Base Dissociation Constant

In chemistry, a base is a substance that can accept hydrogen ions (protons) or, more generally, donate a pair of valence electrons. The base dissociation constant, K_b, is a measure of basicity—the base's general strength. It is related to the acid dissociation constant, K_a, by the simple relationship pK_a + pK_b = 14, where pK_b and pK_a are the negative logarithms of K_b and K_a, respectively. The base dissociation constant can be expressed as follows:

$K_b = \dfrac{[\text{BH}^+][\text{OH}^-]}{\text{B}}$

where $\text{B}$ is the base, $\text{BH}^+$ is its conjugate acid, and $\text{OH}^-$ is hydroxide ions.

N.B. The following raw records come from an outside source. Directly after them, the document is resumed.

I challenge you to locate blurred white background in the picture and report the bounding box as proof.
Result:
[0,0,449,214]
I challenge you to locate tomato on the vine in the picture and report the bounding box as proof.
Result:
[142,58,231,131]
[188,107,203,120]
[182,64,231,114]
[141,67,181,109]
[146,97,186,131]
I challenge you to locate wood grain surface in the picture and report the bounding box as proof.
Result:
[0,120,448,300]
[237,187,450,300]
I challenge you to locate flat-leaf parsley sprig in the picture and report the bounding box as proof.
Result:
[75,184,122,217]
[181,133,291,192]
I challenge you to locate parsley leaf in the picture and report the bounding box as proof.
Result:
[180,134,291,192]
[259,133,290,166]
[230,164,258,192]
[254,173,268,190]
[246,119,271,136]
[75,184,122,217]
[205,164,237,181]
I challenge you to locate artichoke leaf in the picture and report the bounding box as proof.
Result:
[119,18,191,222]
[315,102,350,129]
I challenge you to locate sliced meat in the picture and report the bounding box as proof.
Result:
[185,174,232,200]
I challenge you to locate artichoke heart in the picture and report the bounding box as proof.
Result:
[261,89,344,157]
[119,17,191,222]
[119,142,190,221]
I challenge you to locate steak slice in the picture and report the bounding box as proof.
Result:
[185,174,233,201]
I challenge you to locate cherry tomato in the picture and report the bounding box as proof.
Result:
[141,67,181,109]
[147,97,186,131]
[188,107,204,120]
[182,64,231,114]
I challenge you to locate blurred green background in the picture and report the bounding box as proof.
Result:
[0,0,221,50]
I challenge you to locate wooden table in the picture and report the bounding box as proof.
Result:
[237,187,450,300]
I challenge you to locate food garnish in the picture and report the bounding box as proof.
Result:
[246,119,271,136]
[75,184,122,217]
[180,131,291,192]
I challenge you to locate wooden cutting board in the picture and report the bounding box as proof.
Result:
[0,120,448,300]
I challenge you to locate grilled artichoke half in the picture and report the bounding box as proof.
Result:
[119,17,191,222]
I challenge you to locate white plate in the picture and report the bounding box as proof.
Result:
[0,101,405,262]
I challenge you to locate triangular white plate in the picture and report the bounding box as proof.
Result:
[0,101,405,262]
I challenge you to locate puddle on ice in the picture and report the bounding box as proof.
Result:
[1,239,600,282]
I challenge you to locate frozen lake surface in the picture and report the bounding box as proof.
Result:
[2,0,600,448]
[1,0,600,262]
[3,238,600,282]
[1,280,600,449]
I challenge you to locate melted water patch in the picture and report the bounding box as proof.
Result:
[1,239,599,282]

The Base Dissociation Constant

Historically, the equilibrium constant K_b for a base has been defined as the association constant for protonation of the base, B, to form the conjugate acid, HB⁺.

$B(aq) + H_2O(l) \leftrightharpoons HB^+(aq) + OH^-(aq)$

As with any equilibrium constant for a reversible reaction, the expression for K_b takes the following form:

$K_{b} = \frac{[OH^{-}][HB^{+}]}{[B]}$

K_b is related to K_a for the conjugate acid. Recall that in water, the concentration of the hydroxide ion, [OH⁻], is related to the concentration of the hydrogen ion by the autoionization constant of water:

$K_W=[H^+][OH^-]$

Rearranging, we have:

$[OH^{-}] = \frac{K_{w}}{[H^{+}]}$

Substituting this expression for [OH⁻] into the expression for K_b yields:

$K_{b} = \frac{K_{w}[HB^{+}]}{[B][H^{+}]} = \frac{K_{w}}{K_{a}}$

Therefore, for any base/conjugate acid pair, the following relationship always holds true:

$K_W=K_aK_b$

Taking the negative log of both sides yields the following useful equation:

$pK_a+pK_b=14$

In actuality, there is no need to define pK_b separately from pK_a, but it is done here because pK_b values are found in some of the older chemistry literature.

Calculating the pH of a Weak Base in Aqueous Solution

The pH of a weak base in aqueous solution depends on the strength of the base (given by K_b) and the concentration of the base (the molarity, or moles of the base per liter of solution). A convenient way to find the pH for a weak base in solution is to use an ICE table: ICE stands for "Initial," "Change," and"Equilibrium."

Before the reaction starts, the base, B, is present in its initial concentration [B]₀, and the concentration of the products is zero. As the reaction reaches equilibrium, the base concentration decreases by x amount; given the reaction's stoichiometry, the two products increase by x amount. At equilibrium, the base's concentration is [B]₀ – x, and the two products' concentration is x.

ICE diagram

An ICE diagram for a weak base in aqueous solution.

The K_b for the reaction is:

$K_{b} = \frac{[BH^+][OH^-]}{[B]}$

Filling in the values from the equilibrium line gives:

$K_{b} = \frac{x^2}{[B]_{0}-x}$

This quadratic equation can be solved for x. However, if the base is weak, then we can assume that x will be insignificant compared to [B]₀, and the approximation [B]₀– x ≈ [B]₀ can be used. The equation simplifies to:

$K_{b} = \frac{x^2}{[B]_{0}}$

Since x = [OH]^-, we can calculate pOH using the equation pOH = –log[OH]^-; we can find the pH using the equation 14 – pOH = pH.